Pendant des semaines, Herzog a tenté de préserver son statut d’intermédiaire et d’empêcher la nation de se diviser en deux États. Cependant, sa tentative naïve et optimiste de générer une large formule consensuelle pour des changements judiciaires et démocratiques a constamment ignoré l’éléphant dans la pièce : Israël n’a pas atteint ce moment constitutionnel crucial de nulle part, mais y a été conduit par un gouvernement averti dirigé par par un premier ministre inculpé dans trois affaires pénales.

Avant que Netanyahu ne devienne un suspect, il était l’un des plus fervents défenseurs de la Cour suprême, saluant son indépendance comme fondement de la démocratie israélienne. Pendant des années, il a été fier de combattre les propositions de Levin visant à affaiblir le système judiciaire. Ainsi, ses embrouilles juridiques personnelles l’ont amené à changer ses habitudes et l’ont enrôlé pour former une coalition de bloc d’extrême droite avec les éléments les plus extrémistes, qui partagent un ressentiment mutuel envers la Cour, chacun pour ses propres raisons idéologiques, sectorielles ou personnelles.
Après avoir remis trois branches d’olivier au gouvernement, Herzog a compris que même si la quête de compromis de Netanyahu était vraie et sincère, Levin et compagnie renverseraient toute concession importante. Ils ne lui laissaient presque pas d’autre choix que de choisir son camp.
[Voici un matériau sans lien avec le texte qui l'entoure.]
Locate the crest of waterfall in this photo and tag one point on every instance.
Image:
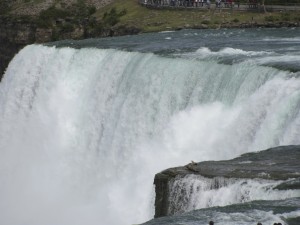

Alors? Qu’est-ce que la suite?

Plus de la même chose, et probablement pire. La coalition prévoit de conclure la première étape de la législation de réforme d’ici la fin de la session de la Knesset au début du mois prochain, exactement comme prévu, mais cherche toujours un moyen de calmer les protestations croissantes et d’apaiser les graves préoccupations économiques et diplomatiques qu’elles génèrent. Des sources de haut niveau de la coalition affirment que Levin et Rothman ont l’intention de faire des concessions unilatérales, d’adoucir ou de reporter les éléments les plus controversés et de blâmer une fois de plus l’opposition et les dirigeants des manifestations. Cependant, les modérations cosmétiques de la coalition ne sont pas susceptibles de générer le consensus plus large requis dont elle a besoin pour immuniser la réforme contre l’examen de la Cour suprême et éviter une confrontation constitutionnelle sans précédent.

Jusque-là, malgré les mots durs et les attaques, Herzog continuera à jouer le rôle du pacificateur. Jeudi, il a déclaré qu’il acceptait toutes les critiques “avec amour et grand respect”, et a insisté sur le fait que son plan n’était “pas la fin de la discussion, seulement le début”.
Il pense qu’une fois la poussière retombée, le gouvernement pourrait recalculer et accepter de le rencontrer au milieu. Mais en l’absence de résultats tangibles en vue et de la volonté de la coalition d’accélérer son plan, son éternel optimisme pourrait être déplacé.